Saturday, January 21, 2012

The Throwaway Woman Plot Device

Watched Ides of March last night. Decent writing, great acting, but I felt twitchy at the end. Today I'm bothered. A couple of lines trouble me. A young woman confesses she's been out to f--k the man she's with, expects nothing, and won't tell anyone. Dialogue ensues, he tells her she's quite mature. It's a clinker line, doesn't make any sense. Mature? And once more we have what I'm going to start calling a Throwaway Woman part. A construct, a plaything, a victim, a plot device; completely erasable. Ides of March compounds the fault by introducing a replacement Throwaway Woman at the end. This is a cynical movie, full of steely jawed guys and dolls out to get what they want from everyone and everything, squeeze out the juice and toss the pulp away. The woman journalist is salivating like a junkie for the scoop in every scene she's in. Power and glory addicts. That's fine. Humans are a greedy bunch, politicians moreso, and I like that Marisa Tomei gets to chew up the scenery with the boys. I know I'm hypersensitive to women roles in movies, that there are movies I don't want shown on the same planet I'm on, movies I will never watch.
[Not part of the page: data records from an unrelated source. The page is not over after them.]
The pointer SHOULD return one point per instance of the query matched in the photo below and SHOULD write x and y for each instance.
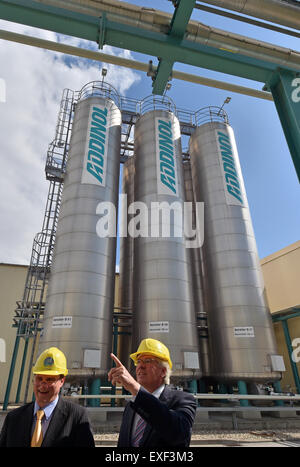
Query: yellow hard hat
(152, 347)
(51, 362)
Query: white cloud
(35, 79)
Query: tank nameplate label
(191, 360)
(159, 326)
(244, 331)
(232, 184)
(95, 157)
(62, 322)
(167, 177)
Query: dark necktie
(139, 431)
(37, 437)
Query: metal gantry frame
(174, 39)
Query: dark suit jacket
(69, 427)
(169, 419)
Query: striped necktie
(139, 431)
(37, 437)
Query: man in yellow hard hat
(158, 416)
(50, 421)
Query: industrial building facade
(282, 291)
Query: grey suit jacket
(169, 419)
(69, 427)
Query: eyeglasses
(145, 361)
(48, 381)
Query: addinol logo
(231, 177)
(95, 158)
(165, 158)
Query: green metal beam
(285, 88)
(290, 352)
(135, 39)
(178, 26)
(283, 83)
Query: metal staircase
(29, 312)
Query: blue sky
(270, 178)
(35, 80)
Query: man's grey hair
(166, 365)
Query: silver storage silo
(126, 266)
(197, 279)
(163, 301)
(80, 299)
(241, 333)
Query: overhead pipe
(159, 22)
(274, 11)
(125, 62)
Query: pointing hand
(120, 375)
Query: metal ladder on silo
(28, 317)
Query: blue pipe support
(95, 390)
(243, 390)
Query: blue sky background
(35, 80)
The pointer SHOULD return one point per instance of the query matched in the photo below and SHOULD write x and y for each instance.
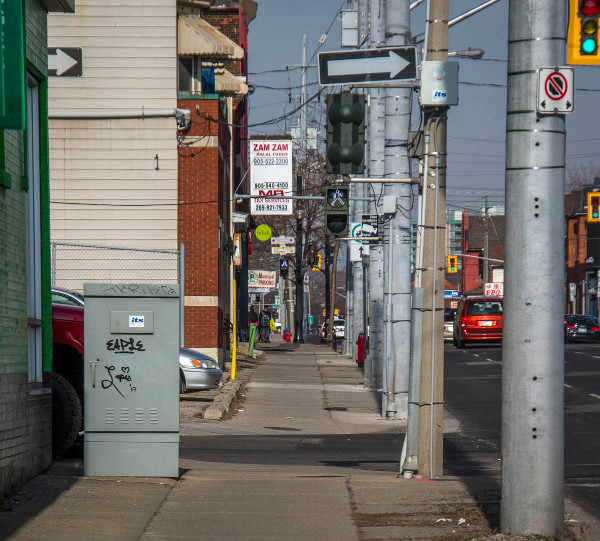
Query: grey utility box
(131, 380)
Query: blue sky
(476, 127)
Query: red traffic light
(589, 7)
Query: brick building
(25, 313)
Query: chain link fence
(74, 264)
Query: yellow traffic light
(452, 263)
(582, 38)
(593, 206)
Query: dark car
(478, 319)
(581, 327)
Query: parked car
(478, 318)
(449, 314)
(581, 327)
(197, 371)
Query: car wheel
(182, 385)
(66, 414)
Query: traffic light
(337, 210)
(593, 206)
(318, 264)
(452, 263)
(346, 133)
(582, 39)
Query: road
(473, 395)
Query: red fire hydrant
(361, 348)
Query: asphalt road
(473, 395)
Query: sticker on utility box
(131, 322)
(136, 321)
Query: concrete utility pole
(374, 363)
(397, 251)
(532, 348)
(431, 396)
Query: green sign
(12, 20)
(263, 232)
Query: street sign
(365, 65)
(370, 227)
(283, 249)
(555, 90)
(282, 240)
(65, 61)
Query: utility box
(439, 83)
(131, 380)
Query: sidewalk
(304, 455)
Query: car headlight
(203, 363)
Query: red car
(478, 319)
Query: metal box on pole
(131, 380)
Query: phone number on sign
(270, 161)
(263, 207)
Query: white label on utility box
(136, 321)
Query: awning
(227, 83)
(196, 36)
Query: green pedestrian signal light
(593, 206)
(452, 265)
(337, 211)
(345, 148)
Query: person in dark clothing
(263, 325)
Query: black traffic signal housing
(452, 265)
(582, 39)
(593, 207)
(345, 149)
(337, 211)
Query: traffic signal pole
(397, 251)
(532, 347)
(374, 363)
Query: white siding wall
(129, 62)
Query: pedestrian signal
(582, 38)
(452, 263)
(593, 206)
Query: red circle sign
(556, 86)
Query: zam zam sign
(271, 176)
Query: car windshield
(484, 308)
(582, 320)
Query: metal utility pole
(374, 363)
(298, 335)
(431, 411)
(397, 251)
(486, 240)
(532, 348)
(359, 191)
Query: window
(33, 234)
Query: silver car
(197, 371)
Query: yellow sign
(263, 232)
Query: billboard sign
(271, 176)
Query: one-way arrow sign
(65, 62)
(359, 66)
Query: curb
(223, 400)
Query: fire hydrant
(361, 348)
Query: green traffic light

I choose for potential good writing and elevated story sense. Even in the movies I do watch, too high a percentage have a Throwaway Woman. Usually she's in the credits as First Victim, or Dead Girl, no name. Cannon fodder. When Throwaway Woman is a major player in the piece it reminds me that our culture is like that. Filmmakers probably don't give a single thought to this lazy plot device. It's more than lazy, though. It's insidious.